3. Introduction to programming

here , According to each step , Write the corresponding code , And output the final result :

Step1 Calculate the mean value of a small number of labeled samples , obtain c( Number of categories ) Initial cluster centers ;

This step in the code is step1 Main content

Step2 Use Euclidean distance to calculate unlabeled data to c The distance between two initial centers , Assign unlabeled samples to the category closest to the center point , Divide into c A cluster of ;

Through this step , You can make a preliminary classification of the data .

Step3 Use Geodesic distance The similarity measure of , choice Similarity in each cluster Greater than or equal to 0.9 Of () individual ( The number in each cluster is different ) sample , Find their mean , As c A new central point and get c Average radius ;

Step4 loop (2)(3), until c The center points are fixed ;

Because of the cosine similarity in this paper , So both of these methods are done .

Step5 Yes () Samples and samples within the radius from each center point are marked ;

About this step , The radius is calculated in the code , But for the convenience of the later process , Mark the classified data with the cluster number , Those without classification are numbered as 0;

Step6 The remaining unlabeled samples are marked with local and global consistency algorithms , Where marked data only uses c A central point ;

Step7 After all samples are marked , And then calculate the c A central point .

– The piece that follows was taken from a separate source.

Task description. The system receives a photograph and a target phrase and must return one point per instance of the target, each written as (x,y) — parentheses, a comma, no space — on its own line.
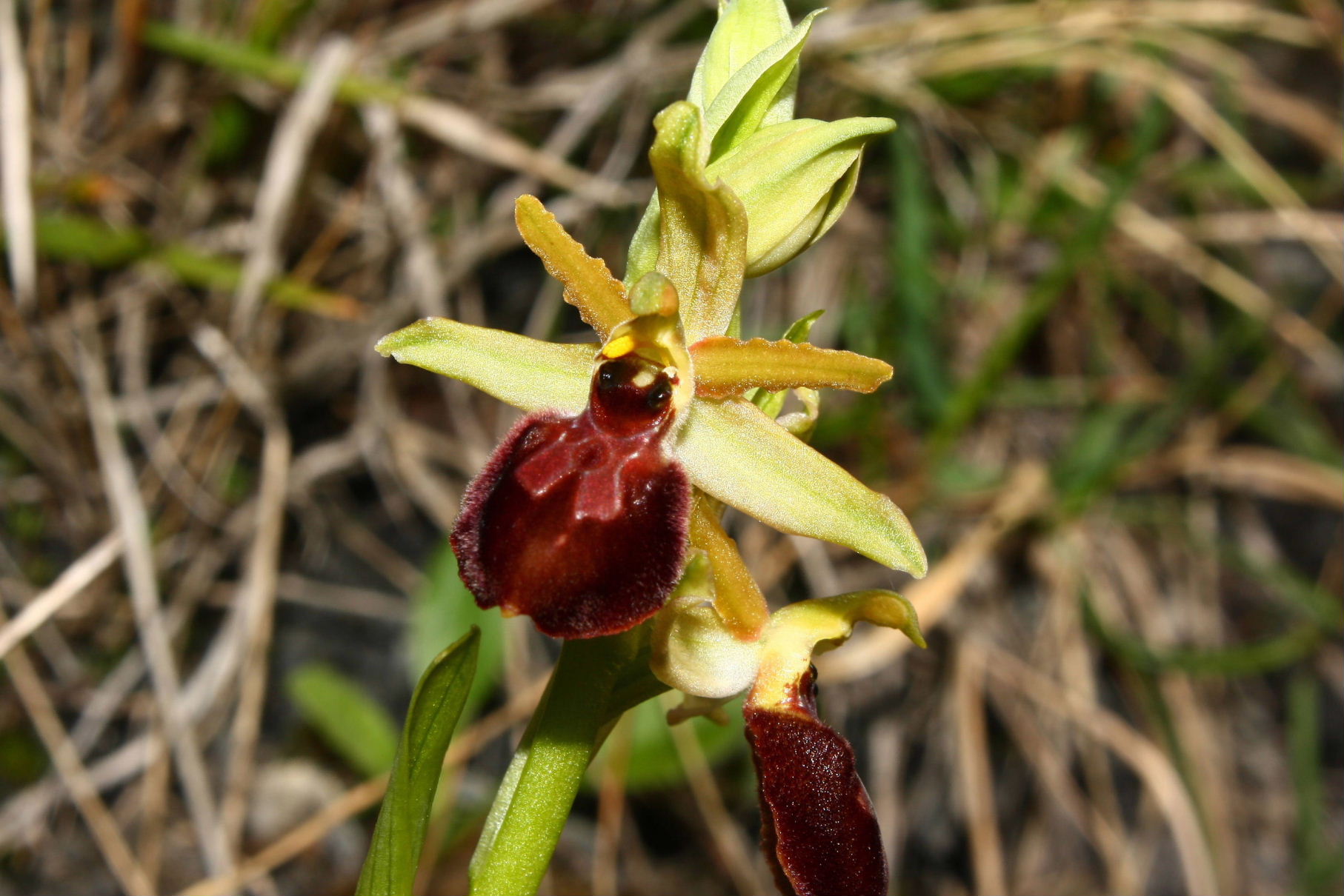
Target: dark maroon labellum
(817,826)
(581,521)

Step8 For new test data , By calculating the similarity between the test data and each central point , Select the one with the highest confidence to mark .

The running results are as follows :

The classification results and classification accuracy of the test set .

First, input the picture into the picture , Feature extraction , Then classify the features , Finally, classify the pictures to be tested , And calculate the classification accuracy .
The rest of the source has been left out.